The poll also showed that 60 percent of Clinton’s voters would like to see Gary Johnson in nationally televised debates and 83 percent of likely young voters.

In July, Gallup showed in its “Favorable Image of Hillary Clinton by Age” study that Clinton’s favorability rating has spiraled down among voters between 18 and 29, dropping from 47 percent to 31 percent over the year.

“Many Democrats support her decisions, but I feel that she is equally as financially motivated as any republican candidate is,” said Democrat Lisa Borodin, a Brooklyn College senior, who plans to vote for the Clinton in November.

“But I don’t agree that she is a complete liar,” Borodin said. “I think with time her views on gay marriage, income inequality, and women’s rights have changed. The country’s has, why not hers?”

While Borodin noted that she strongly disagrees with Clinton’s foreign policies and that she questions Clinton’s financial motives, she believes that Clinton’s flaws will not be as bad as Trump’s campaign has been so far.

“I considered voting for Jill Stein,” Borodin said, “but I feel like a third-party vote would be a wasted one.”

Erika Shatz, who also attends Brooklyn College, said she stands with Stein in the election.

“She is, in my opinion, the next best thing after Bernie,” Shatz said. “When I found out that our front-running candidates would be Trump and Clinton, I decided immediately that I wasn’t going to choose the lesser of two evils.”

But in an interview on CBS’s “Face the Nation,” Bernie Sanders urged his young supporters against voting for a third-party candidate on principle.
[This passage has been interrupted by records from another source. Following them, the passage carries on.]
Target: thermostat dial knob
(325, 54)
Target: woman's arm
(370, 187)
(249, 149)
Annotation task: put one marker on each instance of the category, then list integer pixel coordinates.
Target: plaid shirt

“Look, I am the longest-serving independent in the history of Congress,” the Vermont senator and former Democratic candidate said. “When I was younger I ran on a third party here in the state of Vermont, so I’m not here to disparage third-party candidates.”
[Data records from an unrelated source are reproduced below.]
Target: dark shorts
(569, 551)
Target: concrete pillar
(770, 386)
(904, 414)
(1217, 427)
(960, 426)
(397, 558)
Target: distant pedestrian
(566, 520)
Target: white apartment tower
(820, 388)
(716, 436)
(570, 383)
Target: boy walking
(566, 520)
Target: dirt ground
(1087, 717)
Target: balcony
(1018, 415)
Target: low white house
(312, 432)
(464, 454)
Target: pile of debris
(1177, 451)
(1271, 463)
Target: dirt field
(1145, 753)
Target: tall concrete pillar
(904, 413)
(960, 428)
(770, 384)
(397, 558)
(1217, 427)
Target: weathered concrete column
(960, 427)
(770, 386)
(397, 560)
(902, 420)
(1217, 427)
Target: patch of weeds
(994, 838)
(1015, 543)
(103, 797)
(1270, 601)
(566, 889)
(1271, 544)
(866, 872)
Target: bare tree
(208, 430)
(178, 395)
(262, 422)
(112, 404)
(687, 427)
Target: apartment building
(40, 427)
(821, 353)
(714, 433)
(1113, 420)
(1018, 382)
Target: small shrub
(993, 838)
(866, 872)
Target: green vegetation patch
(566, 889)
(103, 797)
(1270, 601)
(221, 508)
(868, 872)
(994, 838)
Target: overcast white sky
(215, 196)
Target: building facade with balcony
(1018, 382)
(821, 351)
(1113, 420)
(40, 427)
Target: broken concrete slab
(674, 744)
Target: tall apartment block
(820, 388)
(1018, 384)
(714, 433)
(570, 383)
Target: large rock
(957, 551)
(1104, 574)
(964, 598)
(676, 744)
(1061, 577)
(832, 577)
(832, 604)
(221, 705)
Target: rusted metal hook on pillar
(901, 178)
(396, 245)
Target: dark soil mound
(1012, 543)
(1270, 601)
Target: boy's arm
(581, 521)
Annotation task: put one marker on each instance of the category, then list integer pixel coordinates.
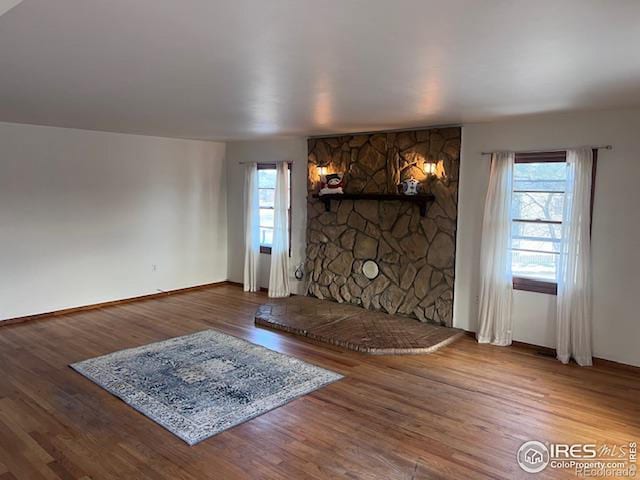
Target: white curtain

But he said, “I think what the focus has got to be on now is understanding that this moment in history, for a presidential election, is not the time for a protest vote.”

Sima Zhukovski, a 20-year-old Brooklyn College student who said she plans to vote for Hillary Clinton, believes that voting for a third-party candidate is giving Donald Trump a better chance at winning the race.

“I’ll let you know, I’m not a fan of Hillary, but I’m voting for her because the worst thing that can happen with a Clinton presidency is that she can be a bad president or a president who didn’t do much, which this country has had a good number of,” Zhukovski said. “But a Trump presidency just makes me anxious even thinking about all the things that can go wrong.”

Photo: Libertarian Party presidential candidate Gary Johnson, left, and vice presidential candidate William Weld.